The Lakeshore Foundation team has created shirts with the words “fire hazard” to fundraise for future basketball tournaments.

Parents of a youth basketball team say they were turned away from a Murfreesboro [Tennessee] restaurant over the weekend, despite the establishment being mostly empty.

The team of seven players — aged 7 to 14 — showed up with their families at Bad Daddy’s Burger Bar around 4:30 p.m. on Saturday, but were allegedly told by staff that their group of 27 couldn’t be seated.

Erica Bowen, whose daughter is on the Birmingham-based Lakeshore Foundation team, said they were told they presented a fire hazard.

“There was no doubting, every player there knew that we could not eat there and that we were asked to leave,” Bowen said. “So when my daughter asked me about why we could not eat there, for the first time I had to explain, that it’s that they were scared of so many wheelchairs, and that’s kind of how I explained it to her.”

The Lakeshore Foundation team was in town for a basketball tournament hosted by ABLE Youth and its Executive Director, Amy Saffell.

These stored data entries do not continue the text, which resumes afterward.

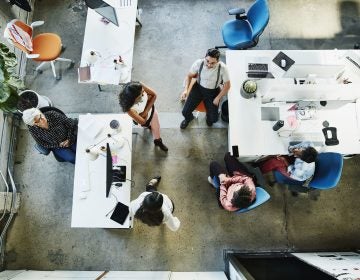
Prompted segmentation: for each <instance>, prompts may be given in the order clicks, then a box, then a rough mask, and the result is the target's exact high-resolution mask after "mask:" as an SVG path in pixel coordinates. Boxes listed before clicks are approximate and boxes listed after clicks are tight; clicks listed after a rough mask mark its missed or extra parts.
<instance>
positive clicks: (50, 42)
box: [4, 19, 74, 80]
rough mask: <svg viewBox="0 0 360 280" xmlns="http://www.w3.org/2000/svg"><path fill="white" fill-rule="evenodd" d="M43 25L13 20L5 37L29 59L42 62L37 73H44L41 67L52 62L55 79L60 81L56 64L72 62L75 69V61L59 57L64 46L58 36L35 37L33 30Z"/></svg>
mask: <svg viewBox="0 0 360 280" xmlns="http://www.w3.org/2000/svg"><path fill="white" fill-rule="evenodd" d="M42 24H44V21H35V22H33V23H32V24H31V25H27V24H26V23H24V22H22V21H20V20H18V19H13V20H12V21H10V22H9V23H8V24H7V26H6V28H5V31H4V37H5V38H6V39H7V40H8V41H9V42H10V43H11V44H12V45H14V46H15V47H17V48H18V49H20V50H22V51H23V52H24V53H25V54H26V57H27V58H31V59H33V60H34V61H40V62H41V64H40V65H39V66H38V67H36V69H35V70H36V71H37V72H39V73H42V70H41V67H43V66H44V65H45V64H46V63H48V62H50V64H51V68H52V71H53V74H54V77H55V78H56V79H57V80H60V79H61V77H60V76H59V75H57V74H56V70H55V64H54V62H55V61H64V62H70V67H73V66H74V61H72V60H71V59H67V58H61V57H59V56H60V54H61V51H62V44H61V39H60V37H59V36H58V35H57V34H55V33H42V34H39V35H36V36H35V37H33V28H34V27H36V26H40V25H42ZM70 67H69V68H70Z"/></svg>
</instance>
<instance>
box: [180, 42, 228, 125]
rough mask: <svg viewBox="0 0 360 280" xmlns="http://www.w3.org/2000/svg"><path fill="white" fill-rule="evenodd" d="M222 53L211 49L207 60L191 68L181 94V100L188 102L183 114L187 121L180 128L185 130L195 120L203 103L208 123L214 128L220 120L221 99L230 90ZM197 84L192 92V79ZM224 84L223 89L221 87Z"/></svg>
mask: <svg viewBox="0 0 360 280" xmlns="http://www.w3.org/2000/svg"><path fill="white" fill-rule="evenodd" d="M219 58H220V52H219V50H217V49H209V50H207V52H206V55H205V58H203V59H198V60H196V61H195V62H194V64H193V65H192V66H191V69H190V72H189V73H188V75H187V76H186V78H185V89H184V92H183V93H182V94H181V97H180V98H181V100H186V102H185V105H184V108H183V110H182V114H183V116H184V117H185V120H183V121H182V122H181V125H180V128H181V129H185V128H186V127H187V126H188V125H189V123H190V122H191V121H192V120H193V119H194V115H193V113H192V112H193V111H194V110H195V108H196V107H197V106H198V105H199V103H200V102H201V101H204V105H205V108H206V123H207V125H208V126H212V124H213V123H215V122H217V121H218V119H219V114H218V107H219V103H220V99H221V98H222V97H223V96H224V95H226V94H227V92H228V91H229V89H230V80H229V73H228V70H227V67H226V65H225V64H224V63H223V62H221V61H219ZM193 78H196V82H195V84H194V85H193V87H192V88H191V90H190V84H191V79H193ZM221 84H223V87H222V88H221V87H220V85H221ZM189 90H190V92H189Z"/></svg>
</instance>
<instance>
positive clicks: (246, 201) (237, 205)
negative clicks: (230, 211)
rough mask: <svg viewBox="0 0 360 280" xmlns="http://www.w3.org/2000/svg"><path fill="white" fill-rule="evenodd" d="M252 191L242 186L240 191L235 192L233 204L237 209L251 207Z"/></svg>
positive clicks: (243, 186) (232, 202)
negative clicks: (251, 198)
mask: <svg viewBox="0 0 360 280" xmlns="http://www.w3.org/2000/svg"><path fill="white" fill-rule="evenodd" d="M251 203H252V200H251V191H250V188H249V187H248V186H242V187H241V189H240V190H238V191H236V192H234V195H233V198H232V199H231V204H232V205H233V206H235V207H237V208H240V209H242V208H247V207H249V206H250V205H251Z"/></svg>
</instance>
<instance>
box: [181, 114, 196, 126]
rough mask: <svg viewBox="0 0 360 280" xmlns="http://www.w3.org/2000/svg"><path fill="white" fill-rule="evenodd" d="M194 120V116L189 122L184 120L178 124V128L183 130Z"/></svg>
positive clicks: (185, 120)
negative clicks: (192, 120)
mask: <svg viewBox="0 0 360 280" xmlns="http://www.w3.org/2000/svg"><path fill="white" fill-rule="evenodd" d="M193 119H194V116H191V118H190V119H189V120H187V119H185V120H183V121H182V122H181V124H180V128H181V129H185V128H187V126H188V125H189V123H190V122H191V121H192V120H193Z"/></svg>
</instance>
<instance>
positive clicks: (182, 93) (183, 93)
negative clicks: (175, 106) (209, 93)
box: [180, 90, 188, 101]
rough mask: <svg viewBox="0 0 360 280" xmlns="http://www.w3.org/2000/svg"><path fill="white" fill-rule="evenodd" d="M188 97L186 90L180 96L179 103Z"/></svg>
mask: <svg viewBox="0 0 360 280" xmlns="http://www.w3.org/2000/svg"><path fill="white" fill-rule="evenodd" d="M187 97H188V92H187V90H184V91H183V92H182V93H181V94H180V101H185V100H186V99H187Z"/></svg>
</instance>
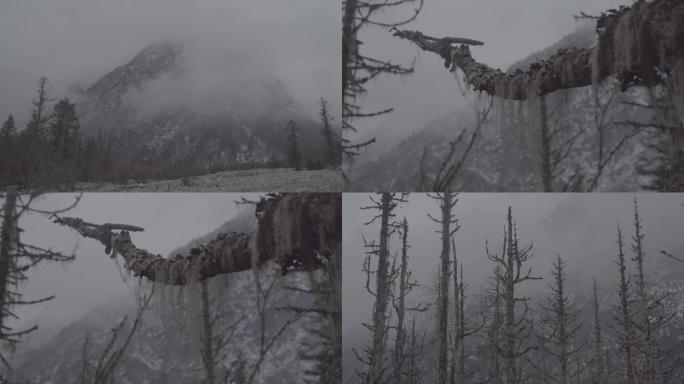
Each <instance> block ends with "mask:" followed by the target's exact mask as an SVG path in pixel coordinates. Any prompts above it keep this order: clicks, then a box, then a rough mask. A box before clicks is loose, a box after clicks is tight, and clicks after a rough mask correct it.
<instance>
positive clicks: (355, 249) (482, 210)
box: [342, 193, 684, 339]
mask: <svg viewBox="0 0 684 384" xmlns="http://www.w3.org/2000/svg"><path fill="white" fill-rule="evenodd" d="M633 197H634V195H632V194H571V195H568V194H504V193H498V194H461V195H459V199H460V200H459V202H458V203H457V204H456V206H455V209H454V213H455V215H456V216H457V217H458V219H459V220H460V225H461V229H460V230H459V231H458V232H457V233H456V236H455V242H456V243H455V244H456V251H457V254H458V257H459V258H460V260H462V262H463V267H464V271H465V282H466V284H467V288H466V289H467V292H468V293H467V294H469V295H470V299H469V300H474V298H473V296H474V295H475V294H476V293H477V292H479V291H480V290H481V288H482V287H483V285H484V283H485V281H486V280H485V279H486V277H487V275H488V273H489V272H490V271H491V262H490V261H489V260H488V258H487V256H486V253H485V242H486V241H489V249H490V252H498V253H500V249H501V241H502V237H503V231H504V223H505V215H506V210H507V207H508V206H509V205H511V206H512V209H513V215H514V217H515V220H516V222H517V224H518V234H519V238H520V241H521V243H522V244H525V245H526V244H529V243H530V242H532V243H533V244H534V248H533V249H534V250H533V252H534V256H533V259H532V263H531V264H530V266H532V267H533V272H534V273H535V274H537V275H539V276H542V277H545V281H540V282H534V283H532V284H530V285H529V286H528V287H529V289H531V291H532V293H533V294H534V292H535V291H536V292H542V290H543V292H546V289H547V285H548V284H549V281H548V277H549V272H550V270H551V263H552V262H553V260H554V258H555V257H556V256H557V255H558V254H560V255H561V256H562V257H563V258H564V259H565V260H566V261H567V271H568V281H569V284H571V285H572V287H573V288H572V289H571V291H572V292H571V293H574V294H583V293H584V294H588V293H589V292H590V291H588V290H589V289H590V287H591V278H592V277H594V276H595V277H596V278H597V279H598V280H599V284H600V285H601V286H602V289H603V288H605V289H612V288H613V287H614V284H615V281H616V280H615V279H616V273H617V272H616V270H615V265H614V260H615V258H616V252H617V250H616V248H617V246H616V243H615V242H616V228H617V224H618V222H619V223H620V225H621V226H622V228H623V234H624V240H625V244H627V248H626V249H625V252H627V253H628V254H629V257H631V251H630V250H629V244H630V243H631V240H630V237H631V234H632V212H633V211H632V209H633V205H632V204H633ZM638 199H639V207H640V213H641V216H642V223H643V227H644V231H645V235H646V238H645V249H646V254H647V256H646V257H647V263H648V264H649V265H653V263H654V262H664V261H666V260H665V258H664V257H663V256H661V255H660V254H659V251H660V250H661V249H666V250H668V251H671V252H672V253H674V254H677V255H681V254H683V253H684V239H683V238H682V237H681V236H679V232H680V230H681V228H682V227H684V206H682V203H684V194H639V195H638ZM368 203H369V200H368V194H364V193H356V194H345V195H344V199H343V214H344V220H343V249H344V254H343V275H342V276H343V288H342V295H343V299H342V301H343V312H342V313H343V328H344V335H347V336H350V335H351V336H353V337H351V339H354V338H355V337H358V336H354V335H366V334H367V333H366V331H365V330H363V329H362V328H361V327H360V322H361V321H369V319H370V313H371V305H372V301H371V297H370V295H369V294H368V293H366V291H365V288H364V284H365V279H366V277H365V274H364V273H363V272H362V271H361V263H362V260H363V257H364V254H363V249H362V239H361V235H362V234H364V235H365V236H366V239H368V240H369V241H370V240H373V239H377V238H378V234H379V223H376V224H373V225H370V226H363V225H362V223H363V222H365V221H368V219H370V218H371V217H372V211H361V210H359V209H358V208H359V207H361V206H367V205H369V204H368ZM427 213H431V214H432V215H433V216H435V217H438V216H439V209H438V202H437V201H434V200H432V199H430V198H428V197H426V195H424V194H412V195H411V196H410V198H409V203H408V204H404V205H403V206H401V207H400V208H399V209H398V210H397V211H396V214H397V219H402V218H403V217H404V216H406V217H407V219H408V222H409V238H408V241H409V244H410V245H411V249H410V251H409V252H410V258H411V259H410V268H411V269H412V272H413V277H414V278H415V279H416V280H417V281H418V282H419V283H420V284H422V286H421V287H419V288H417V290H416V291H415V294H414V295H413V298H414V299H416V298H419V299H422V300H430V299H434V295H433V294H432V293H431V287H432V284H433V282H434V281H435V280H434V278H435V276H437V274H436V273H437V268H438V262H439V253H440V246H441V245H440V241H439V234H437V233H435V230H437V229H438V225H437V224H435V223H434V222H432V221H430V220H429V219H428V218H427V217H426V214H427ZM390 245H391V250H392V252H395V251H397V250H398V247H399V242H398V238H396V237H395V238H394V239H393V240H392V241H391V243H390ZM376 262H377V261H376Z"/></svg>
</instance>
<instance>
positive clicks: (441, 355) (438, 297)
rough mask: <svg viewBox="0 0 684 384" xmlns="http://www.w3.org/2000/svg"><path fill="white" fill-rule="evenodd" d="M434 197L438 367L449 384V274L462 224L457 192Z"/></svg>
mask: <svg viewBox="0 0 684 384" xmlns="http://www.w3.org/2000/svg"><path fill="white" fill-rule="evenodd" d="M430 196H431V197H432V198H433V199H435V200H437V201H438V202H439V209H440V214H441V216H440V217H439V218H438V219H437V218H434V217H433V216H432V215H430V214H429V213H428V218H430V219H431V220H432V221H434V222H435V223H437V224H438V225H440V226H441V229H439V230H437V233H439V234H440V237H441V242H442V251H441V254H440V272H439V289H438V291H437V319H438V321H437V335H438V336H437V337H438V341H439V352H438V353H439V367H438V376H437V377H438V382H439V383H440V384H447V382H448V380H449V349H450V348H449V335H448V324H449V275H450V260H449V257H450V256H451V249H450V246H451V244H450V241H451V239H452V236H453V235H454V233H456V231H458V229H459V228H460V226H459V225H458V219H456V217H455V216H454V214H453V213H452V209H453V207H454V205H456V203H457V202H458V199H457V198H456V196H457V194H456V193H453V192H450V189H449V188H448V187H447V190H446V192H444V193H438V194H435V195H430Z"/></svg>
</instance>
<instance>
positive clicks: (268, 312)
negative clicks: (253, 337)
mask: <svg viewBox="0 0 684 384" xmlns="http://www.w3.org/2000/svg"><path fill="white" fill-rule="evenodd" d="M252 271H253V274H254V282H255V286H256V291H257V295H256V298H257V300H256V303H255V305H256V309H257V314H258V320H259V349H258V350H257V358H256V360H255V361H254V362H253V363H249V362H247V364H246V367H247V368H246V369H247V372H248V373H247V374H246V375H245V377H246V380H245V382H244V384H252V383H254V382H255V380H256V379H257V377H258V375H259V374H260V373H261V369H262V367H263V364H264V362H265V361H266V357H267V356H268V355H269V353H270V352H271V351H272V350H273V349H274V348H275V347H276V342H277V341H278V340H280V339H281V337H282V336H283V334H285V332H286V331H287V330H288V329H289V328H290V327H291V326H292V325H293V324H295V323H297V322H298V321H300V320H301V319H302V317H303V316H304V314H303V313H301V312H292V311H290V314H289V316H288V317H287V319H285V321H282V322H280V324H278V325H277V326H276V329H275V331H272V332H269V331H268V329H269V319H271V318H272V315H270V314H269V312H270V311H271V310H275V309H276V308H277V303H274V299H273V294H274V292H275V290H276V288H277V287H278V285H279V282H280V281H279V279H278V278H277V277H276V278H273V279H271V280H270V281H269V283H268V285H267V286H266V287H264V286H263V284H262V281H261V270H260V269H259V268H255V269H253V270H252ZM243 369H244V368H243ZM230 373H232V372H230V371H229V373H227V375H226V378H225V381H226V382H227V380H228V379H229V378H230Z"/></svg>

The ABLE Youth organization — which relies on donations — uses athletics to motivate children who are in wheelchairs.

After Saturday’s incident at the restaurant, Saffell said she filed a formal Americans with Disabilities Act (ADA) complaint with the Department of Justice Civil Rights Division on behalf of the team.

“Of course I want this establishment to change their ways, I think that would be wonderful, but I also want just further understanding of what people with disabilities go through, so maybe in the future other establishments won’t make the same mistakes,” Saffell said.

The basketball team and their families ended up eating dinner at a different Murfreesboro restaurant, Bowen said.

Bad Daddy’s Burger Bar apologized about the incident in a statement from the CEO of Good Times Restaurants, Ryan Zink, which reads:

“On Saturday the Lakeshore Foundation Basketball Team and their families came to our restaurant to celebrate their tournament and enjoy a meal together. We tried to accommodate their desire to be seated together and served at the same time. We missed had some missteps in the process. That’s on us and we apologize for not delivering on the service and experience expectation that brought them to Bad Daddy’s. We extend our sincere apology to each member of the team and their families. We would like to make this right for them and will work with the team to do so. We also see this as a teaching moment for our staff and we will strive to do better.”

Disability advocates like Kasondra Farmer with Empower Tennessee said the incident points to the importance of the protections afforded to people with disabilities in the ADA.

“I was stunned, as somebody who has been a [disability] advocate here in Tennessee since I was three,” Farmer said. “It breaks my heart, we’re 34 years after the passing of the ADA and you would hope no child, no adult would have to experience these things anymore. I would want these kids to know there are adults who have been fighting for them, and are alongside them and will continue to do so.”